Verschoben wurde hingegen die energetische und brandschutztechnische Renovierung an der Theodor-Storm-Schule. 800 000 Euro werden so eingespart. „Wir müssen echt aufpassen, dass wir nicht in sensiblen Bereichen streichen. Ich möchte nicht, dass die Stimmung kippt und die Leute kommen und sagen, dass ihre Kinder in sanierungsbedürftigen Räumen unterrichtet werden, weil wir Unterkünfte für Flüchtlinge bauen. Dieser falsche Eindruck darf nicht entstehen“, mahnte die Ausschussvorsitzende Maria Herrmann (SPD). „Wenn die ganze Situation sich weiter so entwickelt, wird es aber ganz genau so kommen. Das sollte man auch nicht verheimlichen“, sagte Rädisch.

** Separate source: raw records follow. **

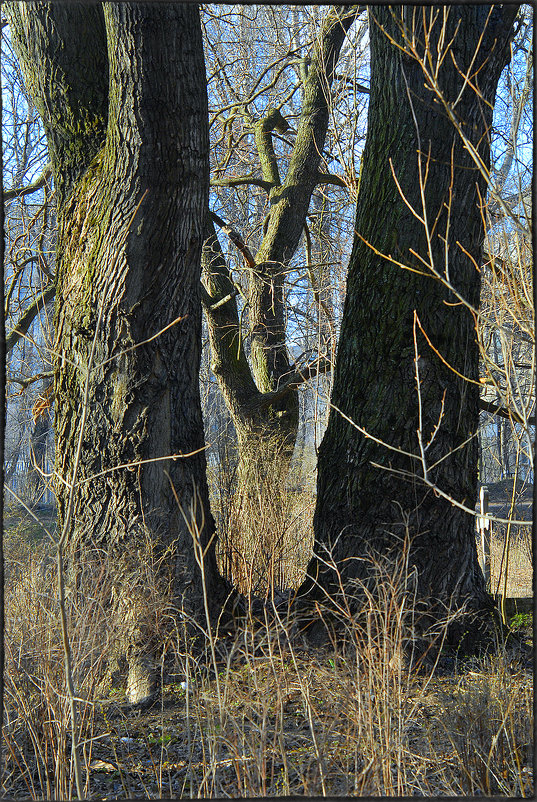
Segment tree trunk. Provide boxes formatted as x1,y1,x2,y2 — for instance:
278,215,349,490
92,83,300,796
300,5,516,647
203,6,358,592
7,3,230,702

Die Theodor-Storm-Schule könnte es auch noch ein zweites Mal in Sachen Verschiebung von Vorhaben erwischen. Die Sanierung des Schulhofes soll eventuell verschoben werden. Dieses Thema wurde aber an den Bildungs-, Sozial- und Kulturausschuss ohne Empfehlung abgegeben.

Definitiv verschoben wird aus den Spargründen die Erneuerung der Beschallungsanlage in der Stormarnhalle. „Die fällt regelmäßig aus, aber zur Not gibt es dann wohl erstmal Megaphone“, kommentierte Bürgermeister Tassilo von Bary. Ersparnis: 75  000 Euro.

Verschoben werden auch „Kunst am Bau Projekte“ für 97  200 Euro.

Die Gastronomie in der Festhalle wird hingegen nach kurzer Diskussion doch renoviert werden für 22  000 Euro.

Aber: Neu aufgenommen mit rot-grüner Mehrheit wurden auf Antrag der Grünen, die Anschaffung von „insektenfreundlichen LED-Lampen“ in den Baum- und Vogelstraßen für 250  000 Euro, die Anschaffung von Fahrradständerbügeln für 10 000 Euro in der Innenstadt und ein Gutachten zur energetischen Sanierung des Waldorfkindergartens für 50  000 Euro.